Communications in Mathematical Sciences

Volume 19 (2021)

Number 6

Cauchy–Born rule and stability of crystalline solids at finite temperature

Pages: 1461 – 1490



Tao Luo (School of Mathematical Sciences, Institute of Natural Sciences, MOE-LSC, and Qing Yuan Research Institute, Shanghai Jiao Tong University, Shanghai, China)

Yang Xiang (Department of Mathematics, Hong Kong University of Science and Technology, Clear Water Bay, Hong Kong)

Jerry Zhijian Yang (School of Mathematics and Statistics, Wuhan University, Wuhan, Hubei, China)

Cheng Yuan (School of Mathematics and Statistics, Wuhan University, Wuhan, Hubei, China)
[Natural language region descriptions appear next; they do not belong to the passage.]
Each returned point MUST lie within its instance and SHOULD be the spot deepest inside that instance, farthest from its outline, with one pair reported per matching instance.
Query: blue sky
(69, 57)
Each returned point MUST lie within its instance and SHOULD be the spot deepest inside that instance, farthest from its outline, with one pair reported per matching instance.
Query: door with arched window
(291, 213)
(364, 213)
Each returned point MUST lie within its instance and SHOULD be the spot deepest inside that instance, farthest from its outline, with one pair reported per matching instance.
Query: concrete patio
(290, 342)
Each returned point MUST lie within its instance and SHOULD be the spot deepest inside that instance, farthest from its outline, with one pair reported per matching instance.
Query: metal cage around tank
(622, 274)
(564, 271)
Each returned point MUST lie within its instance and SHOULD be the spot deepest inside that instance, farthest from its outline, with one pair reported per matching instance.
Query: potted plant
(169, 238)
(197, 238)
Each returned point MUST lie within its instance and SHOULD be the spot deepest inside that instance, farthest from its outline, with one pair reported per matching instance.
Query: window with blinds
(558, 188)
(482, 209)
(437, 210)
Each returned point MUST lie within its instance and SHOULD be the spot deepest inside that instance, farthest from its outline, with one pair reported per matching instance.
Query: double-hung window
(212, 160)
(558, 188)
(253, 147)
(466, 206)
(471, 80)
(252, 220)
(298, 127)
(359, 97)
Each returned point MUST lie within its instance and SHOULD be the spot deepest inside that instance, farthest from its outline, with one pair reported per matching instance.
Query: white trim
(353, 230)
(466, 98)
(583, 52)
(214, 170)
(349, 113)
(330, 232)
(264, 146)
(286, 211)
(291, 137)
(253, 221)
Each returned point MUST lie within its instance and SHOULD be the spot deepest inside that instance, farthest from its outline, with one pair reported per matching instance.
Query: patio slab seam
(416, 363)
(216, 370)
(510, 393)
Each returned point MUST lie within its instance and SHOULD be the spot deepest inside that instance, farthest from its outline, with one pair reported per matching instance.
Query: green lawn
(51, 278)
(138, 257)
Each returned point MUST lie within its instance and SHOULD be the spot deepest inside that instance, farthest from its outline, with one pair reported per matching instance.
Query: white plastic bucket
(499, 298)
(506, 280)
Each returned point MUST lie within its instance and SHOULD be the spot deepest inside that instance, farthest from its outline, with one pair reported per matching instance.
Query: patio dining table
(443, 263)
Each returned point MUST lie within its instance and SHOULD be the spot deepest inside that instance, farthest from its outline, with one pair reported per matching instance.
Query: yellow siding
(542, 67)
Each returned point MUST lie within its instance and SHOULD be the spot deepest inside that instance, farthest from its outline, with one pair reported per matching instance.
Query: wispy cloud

We study the connection between atomistic and continuum models for the elastic deformation of crystalline solids at finite temperature. We prove, under certain sharp stability conditions at zero temperature, that the solid is stable when temperature is low. This gives a criterion for the onset of instabilities of crystalline solids as temperature increases. Based on the stability conditions at both zero and finite temperature, we show that the finite temperature version of Cauchy–Born rule gives a correct nonlinear elasticity model in the sense that elastically deformed states of the atomistic model are closely approximated by solutions of the continuum model with free energy functionals obtained from the Cauchy–Born rule at finite temperature. The convergence is proved for both simple and complex lattices.


Cauchy–Born rule, finite temperature, stability of crystalline solids, atomistic model

2010 Mathematics Subject Classification

74B20, 74E15, 74G65, 74N99

Received 27 February 2020

Accepted 14 January 2021

Published 2 August 2021